How much does it cost to sack 45 local councils?

How much does it cost to sack 45 councils, remove local democracy and appoint 19 hand-picked, unelected and unaccountable council administrators to run your agenda? Apparently it costs at least $590 million. Mike Baird is costing New South Wales taxpayers and ratepayers nearly $600 million to do a job on local communities and rush through a deeply undemocratic process—a process that is now being challenged in the courts by a number of brave councils and councillors who know that their residents and their ratepayers deserve far better than what the Mike Baird Coalition is delivering.

While Mike Baird is boasting about the 19 amalgamations that he has forced through, nine forced amalgamations have been unable to proceed. The councils of Woollahra, Ku-ring-gai, Mosman, Strathfield, Hunters Hill, North Sydney, Lane Cove, Oberon, Cabonne and Shellharbour are all in the Land and Environment Court. The former mayor and deputy mayor of Gundagai are also in court on behalf of their recently sacked council. These four cases have exposed just how shambolic and malign the entire process of the Baird Government has been. The Government has already admitted that it cannot proceed with the current delegate’s report for the forced amalgamation of Strathfield, Burwood and Canada Bay. It did so in open court. That was because, as I understand it, the delegate failed even to comprehend what the definition of the word “community” meant in the Local Government Act. The Government is still arguing with residents about what the effect of its admission means at law. This arrogance by the Baird Government to try to cut legal corners has already left one forced amalgamation in obvious legal limbo.

Without pre-empting the outcome of the other cases currently being considered by the courts, now is a good time to summarise the issues that have been raised in those courts by the councils standing up for their ratepayers. In each case there are individual arguments relating to the individual councils. There were specific issues raised by rural councils, individual communities and individual delegates, but there are a number of common arguments that show just how deeply dysfunctional, and arguably unlawful, the process has been across the State. In the course of the litigation a July 2015 KPMG options analysis report was produced. KPMG is the consultancy firm that the Baird Government hired to conduct financial modelling on council amalgamations. That report was quickly stamped “Cabinet-in-confidence” to ensure that it was never seen by the public—or at least so the Government hoped.

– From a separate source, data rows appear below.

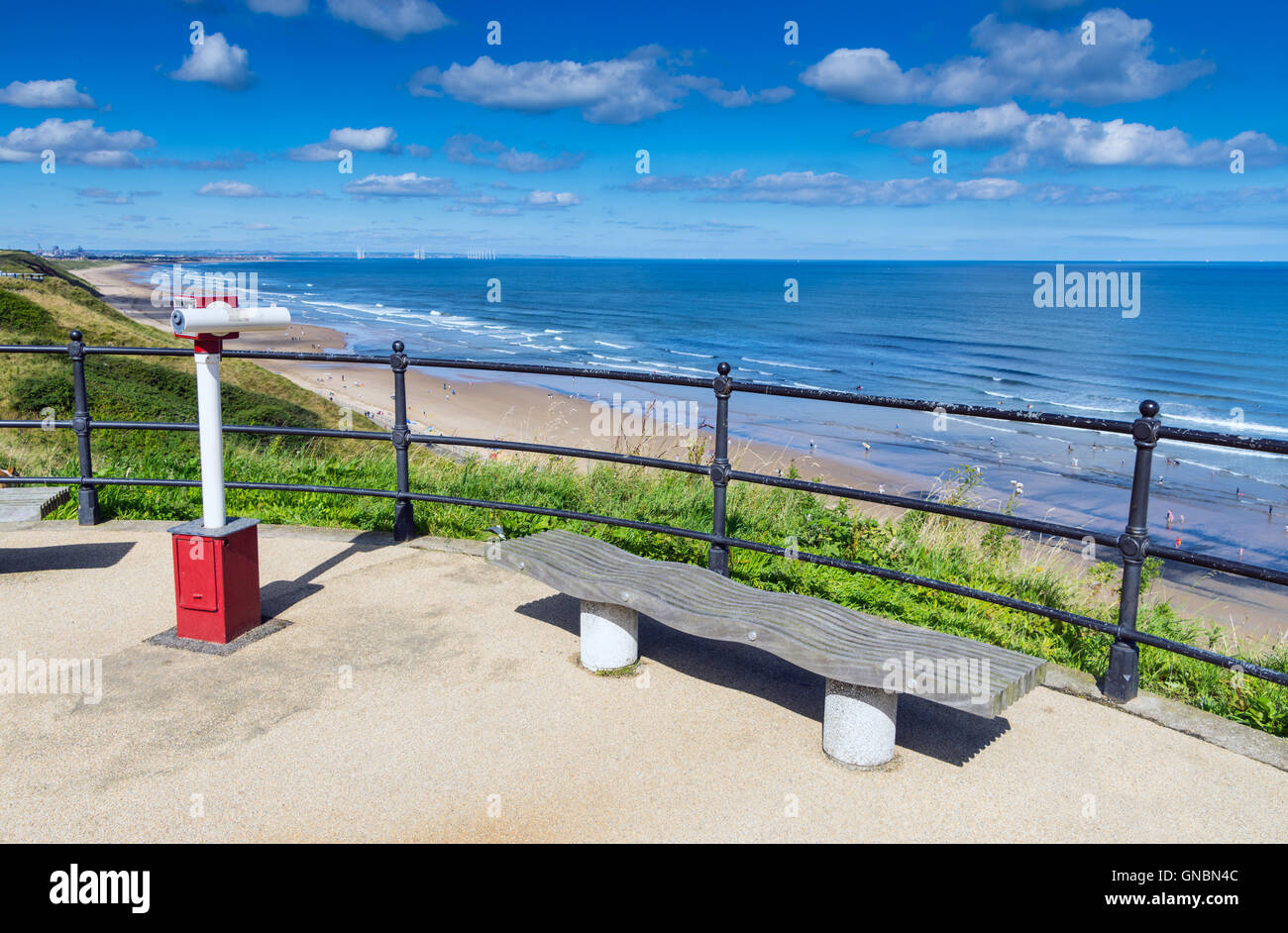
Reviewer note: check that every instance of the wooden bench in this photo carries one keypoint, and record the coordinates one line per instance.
(867, 661)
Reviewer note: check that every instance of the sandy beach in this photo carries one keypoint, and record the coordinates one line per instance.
(459, 403)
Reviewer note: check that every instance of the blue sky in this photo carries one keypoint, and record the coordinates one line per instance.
(1054, 149)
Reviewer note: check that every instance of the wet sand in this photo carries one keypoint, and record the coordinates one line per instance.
(460, 403)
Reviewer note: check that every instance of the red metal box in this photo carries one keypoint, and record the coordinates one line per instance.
(217, 579)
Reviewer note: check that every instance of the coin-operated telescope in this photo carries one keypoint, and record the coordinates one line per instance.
(217, 559)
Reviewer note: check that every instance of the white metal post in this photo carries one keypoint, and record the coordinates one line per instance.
(211, 434)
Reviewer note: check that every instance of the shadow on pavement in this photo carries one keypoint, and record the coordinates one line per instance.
(278, 596)
(21, 560)
(923, 727)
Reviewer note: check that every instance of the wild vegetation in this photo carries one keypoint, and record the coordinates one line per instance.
(986, 558)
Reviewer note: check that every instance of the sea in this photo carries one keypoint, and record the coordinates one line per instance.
(1207, 341)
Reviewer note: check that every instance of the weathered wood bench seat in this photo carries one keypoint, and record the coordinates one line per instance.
(867, 661)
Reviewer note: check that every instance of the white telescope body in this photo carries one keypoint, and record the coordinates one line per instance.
(219, 318)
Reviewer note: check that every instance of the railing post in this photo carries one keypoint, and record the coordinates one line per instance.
(1122, 677)
(717, 555)
(404, 521)
(86, 497)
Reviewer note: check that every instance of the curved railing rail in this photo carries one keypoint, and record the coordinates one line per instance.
(1121, 678)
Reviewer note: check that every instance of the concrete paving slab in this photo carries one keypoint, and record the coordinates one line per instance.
(423, 695)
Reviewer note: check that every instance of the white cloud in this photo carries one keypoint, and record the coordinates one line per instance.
(552, 200)
(390, 18)
(279, 8)
(232, 189)
(1054, 139)
(218, 63)
(473, 150)
(1017, 60)
(52, 94)
(78, 141)
(617, 90)
(374, 139)
(408, 184)
(835, 189)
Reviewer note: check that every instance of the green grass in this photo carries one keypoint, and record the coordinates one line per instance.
(917, 543)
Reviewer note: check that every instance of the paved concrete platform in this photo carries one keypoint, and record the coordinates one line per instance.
(423, 695)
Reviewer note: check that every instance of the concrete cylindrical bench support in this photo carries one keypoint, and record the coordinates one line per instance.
(609, 636)
(858, 723)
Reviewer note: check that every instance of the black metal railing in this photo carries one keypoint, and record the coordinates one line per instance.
(1133, 545)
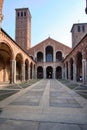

The Government had good reason for hoping that the public would never see the report because it appears from the July 2015 KPMG report that that organisation was up to its neck in the Coalition’s forced amalgamation process before the Independent Pricing and Regulatory Tribunal [IPART] had even completed its Fit for the Future review. We now know that there was no independent review of the KPMG report, as Premier Baird and Minister Toole claim. KPMG came up with the alleged savings in the first place, and then effectively marked its own homework.

Only after the mythical KPMG savings were signed off on did a flawed public process begin. An almost universal complaint from councils was that they were not given reasonable notice of the public meeting for the delegate’s inquiry. In Woollahra’s case, the first public notice of the meeting was given on 20 January 2016—a time when many people are not paying attention to public affairs. The public meeting was held quickly thereafter, on 4 February 2016. Given the hundreds of pages of reports, the partial and inadequate financial material then available and the complexity of the issues, nobody could describe that as reasonable notice.

Many councils have also argued that the delegate’s role in the inquiry was a charade. They noted that their delegate refused to ask, take or answer questions on any substantive matters. The councils say that surely an inquiry requires the person undertaking it to do more than sit mutely and receive submissions. Many other councils have said that when Baird’s hand-picked delegates had completed their reports they were reviewed and basically rubberstamped by the Boundaries Commission. They say that they were not subject to a genuinely independent review. What does a review mean? Many councils say that the Boundaries Commission was required to do more than just a tick-a-box reading of the reports to say whether the delegate had mentioned the relevant provisions of the Local Government Act. That is all the Boundaries Commission did. It never conducted a proper review.

The councils also say that before the Boundaries Commission did a job on them and signed off on the delegates’ reports the councils, at common law and as a general principle of administrative law, had a right to procedural fairness. The councils were entitled to exercise those rights before the Boundaries Commission made decisions as potentially impactful as handing the reviews to the Minister with big green ticks. Across the State the messages have been the same. Chaos and disarray have dominated Mike Baird’s forced amalgamation agenda, with local democracy being trashed in a deeply flawed process. We will be watching the outcome of these cases closely and calling on the Baird Government and all members in this House to respect any decision that the courts hand down on these appalling forced amalgamations.